SOEL: Supporting Ontology Engineering with Large Language Models

Grant PID2023-152703NA-I00 funded by MCIN/AEI/ 10.13039/501100011033 and by “ERDF/UE”

MCIN/AEI/ acknowledgment

About

The influence of Large Language Models (LLMs) has not only propelled but also reshaped the current computer science landscape. Given their high capabilities for natural language understanding, the impact of such models has been significantly noticeable in the Natural Language Processing field. However, other Artificial Intelligence areas may also benefit from such technologies. In this project, we explore the exploitation of LLMs for Ontology Engineering.

SOEL (Supporting Ontology Engineering with Large Language Models) is designed to achieve such integration by adapting state-of-the-art LLMs and evaluating them through the creation of open reference datasets, evaluation tasks and benchmarks. Although the SOEL approach is domain independent, the results of the project will be assessed in three different domains: IoT, Linguistics and Scientific Research.

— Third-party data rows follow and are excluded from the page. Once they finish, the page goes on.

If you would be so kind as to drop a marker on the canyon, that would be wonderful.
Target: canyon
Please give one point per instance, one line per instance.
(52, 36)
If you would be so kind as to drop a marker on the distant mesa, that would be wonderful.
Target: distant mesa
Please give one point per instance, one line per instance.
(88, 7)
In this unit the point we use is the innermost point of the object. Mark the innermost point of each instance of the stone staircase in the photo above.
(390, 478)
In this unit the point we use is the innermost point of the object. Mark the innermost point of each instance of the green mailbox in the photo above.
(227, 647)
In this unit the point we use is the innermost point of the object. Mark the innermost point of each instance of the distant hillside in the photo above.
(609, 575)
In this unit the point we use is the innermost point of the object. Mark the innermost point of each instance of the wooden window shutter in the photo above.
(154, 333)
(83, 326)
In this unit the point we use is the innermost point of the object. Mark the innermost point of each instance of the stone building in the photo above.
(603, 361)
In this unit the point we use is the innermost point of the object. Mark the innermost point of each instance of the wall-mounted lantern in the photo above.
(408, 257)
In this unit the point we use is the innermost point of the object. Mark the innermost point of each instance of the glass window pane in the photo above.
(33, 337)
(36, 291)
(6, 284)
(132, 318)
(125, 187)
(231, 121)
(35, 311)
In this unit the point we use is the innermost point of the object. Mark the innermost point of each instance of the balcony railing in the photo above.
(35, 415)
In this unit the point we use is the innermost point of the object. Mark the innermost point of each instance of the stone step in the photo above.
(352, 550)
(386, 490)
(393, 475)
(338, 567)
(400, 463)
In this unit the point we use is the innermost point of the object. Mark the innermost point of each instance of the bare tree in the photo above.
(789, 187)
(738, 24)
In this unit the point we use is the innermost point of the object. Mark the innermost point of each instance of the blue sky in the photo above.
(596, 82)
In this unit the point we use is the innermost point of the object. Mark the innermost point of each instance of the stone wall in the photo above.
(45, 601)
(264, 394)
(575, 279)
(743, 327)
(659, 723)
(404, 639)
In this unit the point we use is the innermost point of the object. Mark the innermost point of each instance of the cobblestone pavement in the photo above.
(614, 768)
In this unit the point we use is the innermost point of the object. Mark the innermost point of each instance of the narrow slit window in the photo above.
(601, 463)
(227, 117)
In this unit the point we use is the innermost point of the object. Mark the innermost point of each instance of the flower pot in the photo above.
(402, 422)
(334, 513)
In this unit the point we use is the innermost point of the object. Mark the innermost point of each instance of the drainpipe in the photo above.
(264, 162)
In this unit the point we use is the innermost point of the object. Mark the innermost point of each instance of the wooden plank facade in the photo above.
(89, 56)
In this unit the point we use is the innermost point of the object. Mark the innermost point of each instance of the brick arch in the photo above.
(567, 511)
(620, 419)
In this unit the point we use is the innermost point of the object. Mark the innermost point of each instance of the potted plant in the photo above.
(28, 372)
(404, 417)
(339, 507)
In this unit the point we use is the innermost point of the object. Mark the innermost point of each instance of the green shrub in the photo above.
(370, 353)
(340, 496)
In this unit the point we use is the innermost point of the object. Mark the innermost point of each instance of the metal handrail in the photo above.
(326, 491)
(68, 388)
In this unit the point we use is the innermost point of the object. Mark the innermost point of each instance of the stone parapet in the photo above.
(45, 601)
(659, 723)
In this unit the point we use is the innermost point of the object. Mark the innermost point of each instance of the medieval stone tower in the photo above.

Due to the participation of the research team in different initiatives, SOEL is intended to support new and existing internationalisation activities. Such activities can be summarised in three specific objectives:

  1. Characterising LLM Challenge Tasks (CTs) for Ontology Engineering, which focuses on the identification of tasks in which the use of LLMs would help the ontology engineering process. This objective also involves the creation of datasets that are expected to evaluate the identified tasks.
  2. Challenge Task evaluation framework and benchmarks, which focuses on the development of benchmarks to evaluate the performance of the open source LLMs applied in the above mentioned tasks. This objective also involves the adaptation of LLMs according to the reference datasets to check their performance, as well as the proposal of a metadata model for describing the developed LLMs and datasets. As a result, LLM-powered assistants will be developed with the best performing models.
  3. Application use cases, which focus on the application of LLM-powered assistants in the three application domains: Open Science, IoT and Linguistics. This objective also involves the compilation of results from the use cases and the outcomes of the previous steps to evolve existing Ontology Engineering methodologies by including LLMs in the loop.

Given the previous expertise of the research team in knowledge representation and interdisciplinary projects, we believe that the outcomes from SOEL will establish the foundation needed to pave the way towards accelerating Ontology Engineering through human-machine assisted collaboration.